After 18 months: establish and measure
This phase, according to Alaton, is about developing the full brand experience across platforms and touchpoints, while learning from consumers as well as in-market results.
At 18 months, the brand’s unique position, complete brand experience and key brand equities should be established, and the evaluation methods put in place for long-term assessment and planning.
Kirsty Hunter, CMO at Innocent Drinks, notes that “you might start seeing a small community of customers forming around your brand at this stage through more active engagement on social media, user-generated content and discussions about your products”.
But she adds that marketing chiefs must be able to demonstrate to their C-suite colleagues the longer-term commercial value of brand-building work.
“While the rise of AI and other tech has enabled marketers to gain a greater understanding of their programmes, it has also brought many challenges,” Hunter says. “Many people assume that the technology has made marketing cheaper, which is not the case. Marketing isn’t just an algorithm; the human factor behind it must not be underestimated.”
Her company saw this principle at work when it ran an Instagram post that put adverts created by its social media team up against AI-generated ads. Hunter reports that, although the automated content “performed suitably, people connected much more to what the team created”.
After two years: expand and diversify
By year two, your brand identity and values should be firmly established in the minds of your target audience, according to Hunter. It’s also a good time to expand your brand further to new territories and demographics, or explore partnerships and collaborations with other brands, NGOs and influencers in your core market.
Alaton adds that, two years in, the brand should also be capitalising on its unique position and powerful equities to look at expanding and diversifying its role in people’s lives.
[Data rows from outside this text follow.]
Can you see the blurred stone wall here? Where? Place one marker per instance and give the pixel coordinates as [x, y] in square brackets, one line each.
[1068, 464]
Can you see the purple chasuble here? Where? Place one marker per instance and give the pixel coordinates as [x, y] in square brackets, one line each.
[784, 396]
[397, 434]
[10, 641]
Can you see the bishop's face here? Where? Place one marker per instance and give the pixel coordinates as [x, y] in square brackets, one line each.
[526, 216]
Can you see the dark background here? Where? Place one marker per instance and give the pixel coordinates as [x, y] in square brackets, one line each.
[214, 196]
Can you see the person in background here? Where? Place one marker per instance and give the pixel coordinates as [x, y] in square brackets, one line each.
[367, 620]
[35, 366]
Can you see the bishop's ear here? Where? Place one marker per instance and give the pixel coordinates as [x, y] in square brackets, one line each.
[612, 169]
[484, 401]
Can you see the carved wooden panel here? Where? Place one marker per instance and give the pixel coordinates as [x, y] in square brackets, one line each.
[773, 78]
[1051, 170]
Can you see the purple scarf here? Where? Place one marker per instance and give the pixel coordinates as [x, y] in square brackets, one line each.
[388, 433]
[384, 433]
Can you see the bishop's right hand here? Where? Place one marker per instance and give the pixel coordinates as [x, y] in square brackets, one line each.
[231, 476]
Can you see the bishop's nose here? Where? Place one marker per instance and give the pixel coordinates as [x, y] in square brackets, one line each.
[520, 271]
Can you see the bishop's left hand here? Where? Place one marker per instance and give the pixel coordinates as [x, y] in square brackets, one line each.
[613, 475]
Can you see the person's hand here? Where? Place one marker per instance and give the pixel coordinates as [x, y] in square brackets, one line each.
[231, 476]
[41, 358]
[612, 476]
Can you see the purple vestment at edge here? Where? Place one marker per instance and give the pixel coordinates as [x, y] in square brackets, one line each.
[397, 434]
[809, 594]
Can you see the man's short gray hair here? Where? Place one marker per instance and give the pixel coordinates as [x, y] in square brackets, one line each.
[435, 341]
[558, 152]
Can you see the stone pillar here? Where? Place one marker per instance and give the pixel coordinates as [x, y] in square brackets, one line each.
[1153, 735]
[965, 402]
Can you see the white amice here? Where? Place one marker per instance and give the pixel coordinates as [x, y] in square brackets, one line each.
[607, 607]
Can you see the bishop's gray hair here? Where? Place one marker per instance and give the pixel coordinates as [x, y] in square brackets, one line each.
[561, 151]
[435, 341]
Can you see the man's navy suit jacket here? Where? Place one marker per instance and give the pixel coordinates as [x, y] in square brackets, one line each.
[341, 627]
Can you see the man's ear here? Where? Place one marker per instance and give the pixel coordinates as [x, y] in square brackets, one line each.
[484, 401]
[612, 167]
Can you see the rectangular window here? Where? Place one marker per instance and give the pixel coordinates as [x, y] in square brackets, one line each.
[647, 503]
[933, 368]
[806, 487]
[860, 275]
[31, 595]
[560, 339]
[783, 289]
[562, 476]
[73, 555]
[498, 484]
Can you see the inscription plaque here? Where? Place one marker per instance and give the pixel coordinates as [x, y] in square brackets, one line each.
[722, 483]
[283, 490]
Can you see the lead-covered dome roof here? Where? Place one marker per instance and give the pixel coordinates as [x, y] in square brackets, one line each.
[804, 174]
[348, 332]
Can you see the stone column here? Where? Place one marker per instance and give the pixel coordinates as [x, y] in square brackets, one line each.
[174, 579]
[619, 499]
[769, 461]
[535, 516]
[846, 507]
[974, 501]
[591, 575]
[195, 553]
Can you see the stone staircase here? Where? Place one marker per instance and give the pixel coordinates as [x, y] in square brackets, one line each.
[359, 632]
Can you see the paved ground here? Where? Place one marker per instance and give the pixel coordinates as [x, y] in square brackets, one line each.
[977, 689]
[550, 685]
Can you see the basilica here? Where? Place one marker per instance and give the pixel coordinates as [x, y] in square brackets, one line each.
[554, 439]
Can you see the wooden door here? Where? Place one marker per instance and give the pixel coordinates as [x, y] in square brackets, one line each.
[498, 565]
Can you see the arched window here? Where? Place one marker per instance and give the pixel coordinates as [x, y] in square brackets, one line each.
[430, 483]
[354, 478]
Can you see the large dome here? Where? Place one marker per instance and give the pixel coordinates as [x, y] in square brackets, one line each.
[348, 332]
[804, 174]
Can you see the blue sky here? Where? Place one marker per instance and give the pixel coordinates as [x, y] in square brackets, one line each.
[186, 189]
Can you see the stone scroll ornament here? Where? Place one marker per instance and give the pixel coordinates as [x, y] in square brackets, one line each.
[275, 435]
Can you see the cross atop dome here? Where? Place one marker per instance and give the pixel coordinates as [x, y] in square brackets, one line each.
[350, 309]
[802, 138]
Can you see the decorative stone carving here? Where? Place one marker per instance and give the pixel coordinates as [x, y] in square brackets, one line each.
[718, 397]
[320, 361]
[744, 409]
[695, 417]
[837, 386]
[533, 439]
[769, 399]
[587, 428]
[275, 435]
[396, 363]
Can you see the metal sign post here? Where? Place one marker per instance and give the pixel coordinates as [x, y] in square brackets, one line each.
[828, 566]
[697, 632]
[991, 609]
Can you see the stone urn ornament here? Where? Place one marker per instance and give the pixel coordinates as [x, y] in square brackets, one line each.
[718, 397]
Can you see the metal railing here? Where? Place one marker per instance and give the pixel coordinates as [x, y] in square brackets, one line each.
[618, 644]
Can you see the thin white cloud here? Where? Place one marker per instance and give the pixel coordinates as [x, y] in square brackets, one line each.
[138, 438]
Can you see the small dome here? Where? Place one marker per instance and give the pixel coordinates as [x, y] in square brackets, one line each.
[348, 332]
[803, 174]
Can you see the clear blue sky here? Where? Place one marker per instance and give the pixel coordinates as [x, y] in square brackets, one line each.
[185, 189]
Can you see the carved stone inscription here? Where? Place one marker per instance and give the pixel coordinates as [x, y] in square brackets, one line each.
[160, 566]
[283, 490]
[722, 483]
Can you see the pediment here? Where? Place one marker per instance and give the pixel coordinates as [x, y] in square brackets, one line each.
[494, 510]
Neirynck believes that brand consistency is key at this stage to build returns in the longer term. “Take ‘Ding-dong, Avon calling’, for example. This tagline was built over many years. It gradually became synonymous with the Avon brand and is now hardwired with consumers,” he says.
After three years: nurture and grow
The strategic efforts of the first three years should produce a brand that’s fit for the future and set for growth, according to Alaton. At this point, the brand should be protecting its equity while nurturing its unique relationship with customers, with a focus on unlocking further opportunities.
Hunter says that, by the end of the third year, “you should have established a familiar brand in the market – easily recognisable and associated with your products. Having reached brand maturation, it’s now time to build on the strong foundations you have set for the long term.”
Getting to this point requires clear and honest communication from the outset. A strong strategic framework, tangible measurement of brand-building effectiveness and clear communication in the boardroom about what to expect at every stage are prerequisites for success.
As Alaton says: “An effective brand-building programme is one that’s integrated into long-term business strategy. The C-suite has to approach this as an investment in the future.”